En estos tiempos de aceleración, recordar a Leticia Cossettini no es mirar hacia atrás, sino abrir camino y soñar que otra escuela es posible. Porque ella —junto a su hermana Olga— no solo pensó una pedagogía distinta, sino que la vivió, la defendió y la convirtió en realidad cotidiana en su escuela de Rosario.
Leticia nació un 19 de mayo, hace 120 años. No concebía la escuela como un lugar de repetición, ni al docente como un mero transmisor de contenidos. Su apuesta era otra: una educación sensible, poética, en diálogo con el arte, la naturaleza, la palabra y el respeto profundo por la infancia. Desde la mítica “Escuela Serena”, junto a Olga, tejieron una práctica pedagógica basada en la confianza, la libertad y el vínculo amoroso entre estudiantes y docentes. Una pedagogía donde la ternura era también una forma de resistencia.

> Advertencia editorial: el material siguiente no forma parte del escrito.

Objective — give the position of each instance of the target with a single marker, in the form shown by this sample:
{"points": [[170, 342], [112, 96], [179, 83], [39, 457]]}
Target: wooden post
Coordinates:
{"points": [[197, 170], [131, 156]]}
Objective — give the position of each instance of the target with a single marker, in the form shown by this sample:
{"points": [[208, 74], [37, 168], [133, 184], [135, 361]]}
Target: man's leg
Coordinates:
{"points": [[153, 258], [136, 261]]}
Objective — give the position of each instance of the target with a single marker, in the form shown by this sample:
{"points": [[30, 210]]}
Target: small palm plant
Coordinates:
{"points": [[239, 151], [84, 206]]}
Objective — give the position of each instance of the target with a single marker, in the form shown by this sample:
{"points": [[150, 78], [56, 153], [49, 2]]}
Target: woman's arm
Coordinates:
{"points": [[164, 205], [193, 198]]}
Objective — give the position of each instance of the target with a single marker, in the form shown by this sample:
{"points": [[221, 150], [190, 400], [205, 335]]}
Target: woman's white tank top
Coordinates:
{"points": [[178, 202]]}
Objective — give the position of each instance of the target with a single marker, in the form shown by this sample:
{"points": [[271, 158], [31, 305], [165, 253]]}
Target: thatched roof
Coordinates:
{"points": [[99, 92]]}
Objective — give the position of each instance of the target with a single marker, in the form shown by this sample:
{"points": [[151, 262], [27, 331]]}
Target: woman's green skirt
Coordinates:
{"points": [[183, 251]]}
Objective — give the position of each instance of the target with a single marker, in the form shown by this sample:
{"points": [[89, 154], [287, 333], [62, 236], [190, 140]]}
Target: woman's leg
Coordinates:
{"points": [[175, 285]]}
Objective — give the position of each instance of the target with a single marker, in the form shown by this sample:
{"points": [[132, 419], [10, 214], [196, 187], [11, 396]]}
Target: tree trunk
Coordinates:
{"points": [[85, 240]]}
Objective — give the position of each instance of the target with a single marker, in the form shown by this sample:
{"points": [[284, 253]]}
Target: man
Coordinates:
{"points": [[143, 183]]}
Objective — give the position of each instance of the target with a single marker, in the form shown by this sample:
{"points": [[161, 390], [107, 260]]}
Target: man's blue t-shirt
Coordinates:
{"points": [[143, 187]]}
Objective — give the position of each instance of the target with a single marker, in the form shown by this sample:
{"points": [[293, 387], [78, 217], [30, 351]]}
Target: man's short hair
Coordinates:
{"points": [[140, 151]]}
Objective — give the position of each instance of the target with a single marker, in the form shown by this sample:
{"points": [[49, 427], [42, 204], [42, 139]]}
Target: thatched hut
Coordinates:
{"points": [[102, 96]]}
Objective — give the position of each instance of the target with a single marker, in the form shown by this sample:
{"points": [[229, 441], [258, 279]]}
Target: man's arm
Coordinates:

No se trataba de un idealismo ingenuo. Leticia sabía que formar ciudadanos libres implicaba desafiar estructuras rígidas, autoritarismos y moldes que aplastaban la creatividad. Por eso su propuesta fue revolucionaria: abrir las ventanas del aula a la vida, permitir que los chicos opinen, dibujen, canten, piensen, escriban desde sí mismos.
Hoy, cuando vemos que muchos discursos educativos apelan a rankings, evaluaciones estandarizadas y lógicas de mercado, volver a Leticia es una urgencia pedagógica. No para copiar su escuela —que fue única e irrepetible—, sino para recuperar su espíritu: el de una educación con alma, con sentido, con tiempo para escuchar.
Leticia nos recuerda que educar no es domesticar, sino encender preguntas; que enseñar no es disciplinar, sino abrir caminos y que la escuela no debe ser una máquina, sino un espacio de humanidad compartida. A veces, hace falta mirar hacia esas maestras que supieron que educar es, ante todo, un acto de amor y coraje. Y en eso, Leticia Cossettini sigue siendo un faro.